Despojarnos de los lenguajes formales


Compartir

Cada país tiene un modo peculiar de expresarse artísticamente y eso se nota mucho en el cine. De hecho, últimamente he visto un par de películas polacas y tienen elementos muy llamativos. No sé tanto del séptimo arte como para hacer un estudio detallado, pero en las que he visionado la Iglesia juega un papel social muy llamativo. La última ha sido ‘Corpus Christi’, un largometraje que estuvo nominado a la mejor película extranjera el pasado 2019. El protagonista es un joven que, tras salir de un centro de detención, se hace pasar por sacerdote en un pequeño pueblo. Él, que había querido entrar en el seminario, pero sus antecedentes penales se lo habían impedido, se encuentra al frente de una comunidad que aún mantiene abierta una herida sin sanar.

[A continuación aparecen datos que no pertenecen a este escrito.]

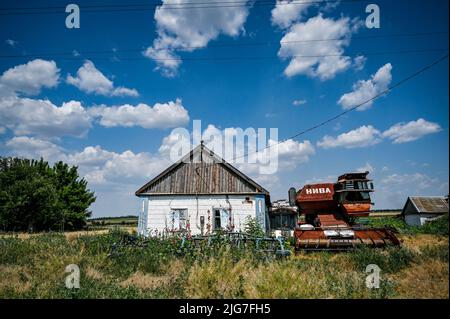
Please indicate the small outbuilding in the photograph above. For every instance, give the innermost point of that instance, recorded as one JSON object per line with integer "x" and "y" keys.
{"x": 201, "y": 194}
{"x": 419, "y": 210}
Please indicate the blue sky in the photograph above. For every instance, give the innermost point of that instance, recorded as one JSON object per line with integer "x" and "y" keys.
{"x": 226, "y": 67}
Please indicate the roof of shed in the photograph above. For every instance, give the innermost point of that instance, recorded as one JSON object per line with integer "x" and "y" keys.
{"x": 428, "y": 204}
{"x": 201, "y": 171}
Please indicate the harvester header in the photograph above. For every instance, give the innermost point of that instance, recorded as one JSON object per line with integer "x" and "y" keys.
{"x": 330, "y": 211}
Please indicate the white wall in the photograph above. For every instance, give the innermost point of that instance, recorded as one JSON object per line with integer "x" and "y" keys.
{"x": 156, "y": 212}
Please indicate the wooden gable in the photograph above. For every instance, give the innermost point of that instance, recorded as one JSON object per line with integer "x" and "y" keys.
{"x": 201, "y": 172}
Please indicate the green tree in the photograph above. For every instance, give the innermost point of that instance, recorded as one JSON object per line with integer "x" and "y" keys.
{"x": 35, "y": 196}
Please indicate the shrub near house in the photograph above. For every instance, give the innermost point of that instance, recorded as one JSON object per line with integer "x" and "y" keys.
{"x": 36, "y": 196}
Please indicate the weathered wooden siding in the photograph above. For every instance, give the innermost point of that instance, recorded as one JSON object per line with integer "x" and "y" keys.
{"x": 200, "y": 178}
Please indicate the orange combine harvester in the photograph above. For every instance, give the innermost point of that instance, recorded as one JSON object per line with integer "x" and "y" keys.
{"x": 330, "y": 211}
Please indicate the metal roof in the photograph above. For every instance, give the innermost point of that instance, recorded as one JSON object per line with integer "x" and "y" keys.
{"x": 428, "y": 204}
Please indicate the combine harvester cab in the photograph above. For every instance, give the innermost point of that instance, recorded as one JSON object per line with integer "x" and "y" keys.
{"x": 330, "y": 210}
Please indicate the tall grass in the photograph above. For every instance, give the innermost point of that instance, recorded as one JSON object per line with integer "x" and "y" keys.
{"x": 34, "y": 268}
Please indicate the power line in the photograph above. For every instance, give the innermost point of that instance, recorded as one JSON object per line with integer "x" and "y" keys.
{"x": 390, "y": 88}
{"x": 160, "y": 6}
{"x": 238, "y": 58}
{"x": 238, "y": 44}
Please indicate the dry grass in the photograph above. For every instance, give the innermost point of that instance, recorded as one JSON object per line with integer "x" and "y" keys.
{"x": 93, "y": 273}
{"x": 148, "y": 281}
{"x": 427, "y": 280}
{"x": 14, "y": 278}
{"x": 145, "y": 281}
{"x": 416, "y": 243}
{"x": 70, "y": 235}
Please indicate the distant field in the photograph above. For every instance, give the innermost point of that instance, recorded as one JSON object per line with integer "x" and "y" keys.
{"x": 113, "y": 221}
{"x": 33, "y": 266}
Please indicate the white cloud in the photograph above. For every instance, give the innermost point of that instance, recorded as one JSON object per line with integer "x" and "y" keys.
{"x": 322, "y": 59}
{"x": 364, "y": 90}
{"x": 31, "y": 77}
{"x": 299, "y": 102}
{"x": 98, "y": 166}
{"x": 360, "y": 137}
{"x": 187, "y": 30}
{"x": 161, "y": 115}
{"x": 90, "y": 80}
{"x": 43, "y": 118}
{"x": 411, "y": 131}
{"x": 359, "y": 62}
{"x": 366, "y": 168}
{"x": 419, "y": 180}
{"x": 31, "y": 147}
{"x": 288, "y": 11}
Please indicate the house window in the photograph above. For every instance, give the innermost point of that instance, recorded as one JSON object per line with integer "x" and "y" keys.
{"x": 221, "y": 218}
{"x": 179, "y": 219}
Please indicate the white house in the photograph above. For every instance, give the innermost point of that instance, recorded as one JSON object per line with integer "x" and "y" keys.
{"x": 200, "y": 194}
{"x": 420, "y": 209}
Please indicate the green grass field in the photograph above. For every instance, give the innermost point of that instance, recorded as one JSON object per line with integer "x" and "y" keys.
{"x": 34, "y": 267}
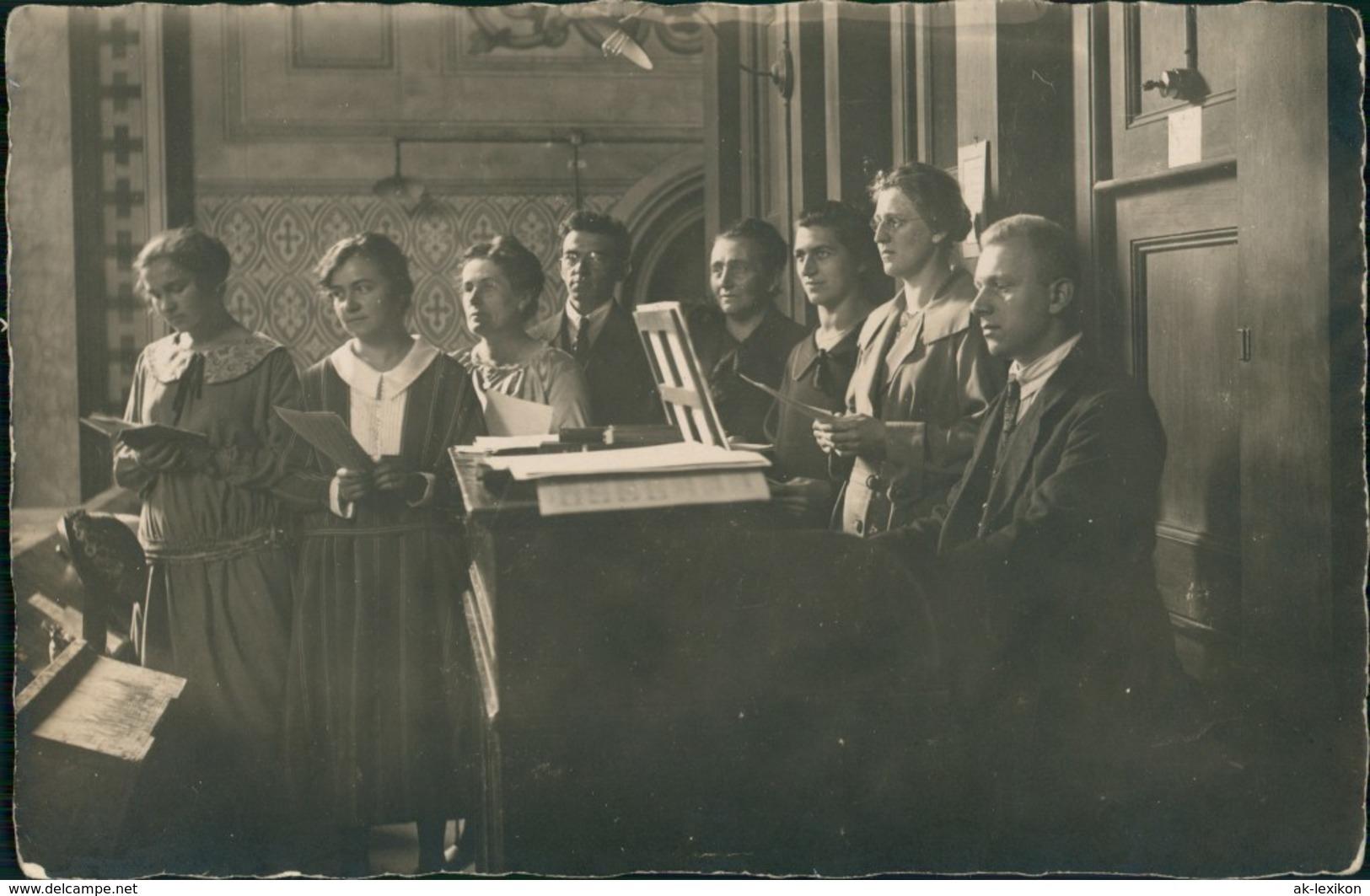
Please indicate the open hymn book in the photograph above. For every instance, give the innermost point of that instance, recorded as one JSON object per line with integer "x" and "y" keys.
{"x": 140, "y": 436}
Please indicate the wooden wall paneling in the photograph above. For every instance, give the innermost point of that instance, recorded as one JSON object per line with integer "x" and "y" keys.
{"x": 1034, "y": 111}
{"x": 1176, "y": 260}
{"x": 1014, "y": 89}
{"x": 723, "y": 125}
{"x": 47, "y": 274}
{"x": 1347, "y": 267}
{"x": 977, "y": 83}
{"x": 177, "y": 107}
{"x": 809, "y": 137}
{"x": 1284, "y": 212}
{"x": 1140, "y": 131}
{"x": 858, "y": 96}
{"x": 1095, "y": 229}
{"x": 87, "y": 193}
{"x": 907, "y": 70}
{"x": 938, "y": 91}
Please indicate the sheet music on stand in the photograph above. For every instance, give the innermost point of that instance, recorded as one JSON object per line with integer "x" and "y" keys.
{"x": 703, "y": 469}
{"x": 680, "y": 378}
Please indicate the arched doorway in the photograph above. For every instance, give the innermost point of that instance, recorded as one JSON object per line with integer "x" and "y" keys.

Dejo a los lectores que vean y opinen sobre la película, pero a mí hay dos cosas que me invitan a reflexionar. Por un lado, hay varias ocasiones en las que el rostro del falso sacerdote expresa el temor y la reverencia de quien hace algo que le desborda. Da esa sensación cuando se ve abocado a confesar, a dar una palabra de consuelo o en el momento en que eleva la forma eucarística. Me recordó ese poema de León Felipe que afirma que para enterrar a alguien vale cualquiera menos el enterrador, porque “el que no conoce el oficio, lo hace con respeto”. La costumbre nos puede hacer olvidar esa necesaria reverencia que expresa la cara del protagonismo. ¿Cuándo hemos perdido ese asombro admirado ante la realidad que nos supera? ¿Qué nos pasa cuando ya no “descalzamos” el corazón ante la verdad del otro, conscientes de que nos encontramos en “tierra sagrada” (cf. Ex 3,14)?

Conectar con la verdad

Hay otro elemento de la película que también me ha hecho pensar. Se trata de la forma en que el falso sacerdote se dirige a Dios, pues desborda una honestidad casi descarnada. Sus predicaciones y oraciones se alejan mucho del típico lenguaje religioso que todos esperan, empleando un discurso políticamente incorrecto que, si bien despierta la suspicacia de algunos feligreses más devotos, aviva la pasión y el entusiasmo de la mayoría de su auditorio. Al expresarse sin filtros y con una verdad arrolladora, sus palabras resuenan de modo distinto en quienes escuchan y les permite conectar con su propia verdad.

No puedo evitar recordar cómo el salmista vuelca el corazón ante su Señor con frases que chirrían nuestra sensibilidad, poniendo en Manos de Quien es justo y bueno sus deseos de, por ejemplo, estrellar a los hijos de los enemigos contra las rocas (cf. Sal 137,9). ¿Qué pasaría si nos despojáramos de los lenguajes formales y fuéramos sinceros con nosotros mismos y con Dios? Igual, como los feligreses de la película, descubriríamos que Él tiene algo que decir a nuestra vida.